- Arab News’ Ross Anderson said disinformation is spread using online platforms and social media sites, and the greatest concern is that young people often are not able to identify it
- Staurt Lau, Europe correspondent for the SCMP, pointed out that the flood of disinformation and rumors spread on social media by political campaigners is causing damage
RIYADH: Fake news poses a serious threat to the media industry’s values of honesty, truth and accountability, senior journalists agreed at the Saudi Media Forum in Riyadh on Tuesday.
During a panel discussion titled “The War Against Fake News,” the participants said that news organizations have a responsibility to challenge and expose false stories. There is also a need, they noted, to better teach the public, young people in particular, the media skills they need to counter the spread of disinformation.

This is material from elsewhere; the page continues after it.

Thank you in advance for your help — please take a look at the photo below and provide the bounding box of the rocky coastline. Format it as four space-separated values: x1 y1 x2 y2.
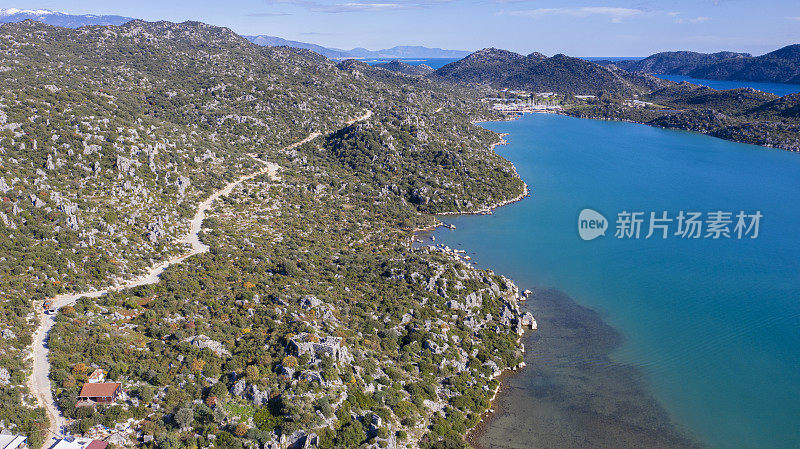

“It is a lie and a deliberate attempt to mislead people,” Arab News Associate Editor Ross Anderson said of fake news during the session.
Disinformation is spread using online platforms and social media sites, he added, and the greatest concern about fake news is that young people often are not able to identify it. As a result, he continued, the lies are shared across social media, with everyone quoting each other without checking facts or knowing the truth.
Rainer Hermann, the Middle East editor of Deutsche Welle, echoed these sentiments and noted that fake news comes with a heavy cost to newsrooms. There is a need, he said, to debunk and delete fake news and to halt the proliferation of deliberate disinformation being spread through online news platforms and social media sites. One way to help achieve this is by emphasizing the importance of dialogue in society, he added, and another is education.
“We need to talk to each other to discuss things and find the truth instead of spreading disinformation,” he said. “Schools need to teach media skills to counter the spread of fake news.”
Hermann added that part of the problem is that many people do not question what is fake and what is real news, or attempt to find out the truth behind what they read and share online. He also singled out right-wing politicians for the role they play in spreading fake news.
Staurt Lau, Europe correspondent for the South China Morning Post, pointed out that the flood of disinformation and rumors spread on social media by political campaigners is causing damage. There are many who suggest that fake news is a matter of degree or how big the lies are, he said, but he believes it is a matter of concern. Traditional news media, print and broadcast, are not doing enough to support quality journalism and rid the profession of unethical practices, he added.
The session was moderated by author and journalist Roger Harrison, who has worked with Arab News for almost 20 years.